Speaking at the London event, Bracken added that government is “replete with very large [policy and strategy] documents that no one ever reads”, and complained that “we put a lot of time in writing perfectly-formed policy documents and strategies and yet fail to deliver.”
In the digital world, he said, the distinction between policy – the “great ideas and the playing intellectual gymnastics for a year” – and the “handing it over to the delivery people” is “just gone”.
When asked how he intends to break down the barriers between policy and delivery, Bracken said: “By sitting [policy teams] in rooms full of people who question them; by having multi-disciplinary teams, which is absolutely critical to successful service delivery.”

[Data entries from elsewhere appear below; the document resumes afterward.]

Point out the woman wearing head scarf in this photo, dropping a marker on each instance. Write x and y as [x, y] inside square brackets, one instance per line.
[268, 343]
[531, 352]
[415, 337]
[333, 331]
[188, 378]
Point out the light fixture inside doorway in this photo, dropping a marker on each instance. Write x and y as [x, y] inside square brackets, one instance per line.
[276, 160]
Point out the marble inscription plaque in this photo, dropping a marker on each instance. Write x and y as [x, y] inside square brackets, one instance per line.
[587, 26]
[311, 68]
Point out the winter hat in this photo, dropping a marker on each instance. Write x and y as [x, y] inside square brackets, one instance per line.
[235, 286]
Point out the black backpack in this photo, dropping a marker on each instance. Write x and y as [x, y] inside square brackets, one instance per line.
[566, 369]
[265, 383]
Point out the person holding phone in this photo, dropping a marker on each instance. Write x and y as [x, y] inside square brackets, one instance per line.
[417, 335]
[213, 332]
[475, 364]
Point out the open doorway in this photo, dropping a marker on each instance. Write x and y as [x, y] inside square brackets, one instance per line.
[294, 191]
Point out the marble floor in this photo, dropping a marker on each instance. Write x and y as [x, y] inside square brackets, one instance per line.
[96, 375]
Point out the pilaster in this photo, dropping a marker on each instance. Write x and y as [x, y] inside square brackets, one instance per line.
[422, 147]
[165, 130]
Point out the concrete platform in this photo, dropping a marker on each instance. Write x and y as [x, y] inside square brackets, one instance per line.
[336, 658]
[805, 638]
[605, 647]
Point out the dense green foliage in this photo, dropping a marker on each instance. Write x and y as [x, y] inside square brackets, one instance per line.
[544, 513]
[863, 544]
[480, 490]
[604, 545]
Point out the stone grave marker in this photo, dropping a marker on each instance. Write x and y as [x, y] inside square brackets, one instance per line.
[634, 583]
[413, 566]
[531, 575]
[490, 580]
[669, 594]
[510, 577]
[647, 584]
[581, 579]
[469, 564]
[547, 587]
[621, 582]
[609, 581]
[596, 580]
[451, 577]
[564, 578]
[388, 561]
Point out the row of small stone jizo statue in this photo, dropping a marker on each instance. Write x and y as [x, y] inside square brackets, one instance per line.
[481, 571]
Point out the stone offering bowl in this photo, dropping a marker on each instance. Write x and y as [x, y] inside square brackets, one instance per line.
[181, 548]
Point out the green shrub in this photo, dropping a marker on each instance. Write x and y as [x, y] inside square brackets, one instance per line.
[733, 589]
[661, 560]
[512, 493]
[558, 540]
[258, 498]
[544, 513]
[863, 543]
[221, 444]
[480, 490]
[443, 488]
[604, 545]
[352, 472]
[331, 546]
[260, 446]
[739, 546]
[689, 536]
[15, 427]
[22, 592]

Bracken also announced that the way government recruits IT staff will “fundamentally change”: a new digital recruitment hub and a set of information and guides, he said, will help departments to find professionals with the right skill sets.
Bracken also explained that a new digital service framework will be published in the next few months, enabling government to speed up IT procurement projects.
Bracken made clear that IT professionals need specialist skills: “The age of the generalist technologist is over,” he said. But generalists will not be excluded from the civil service: Francis Maude, the minister of the Cabinet Office, told CSL that generalists have a skill set in “clear-headed, hard-edged analysis” and “build up deep expertise”.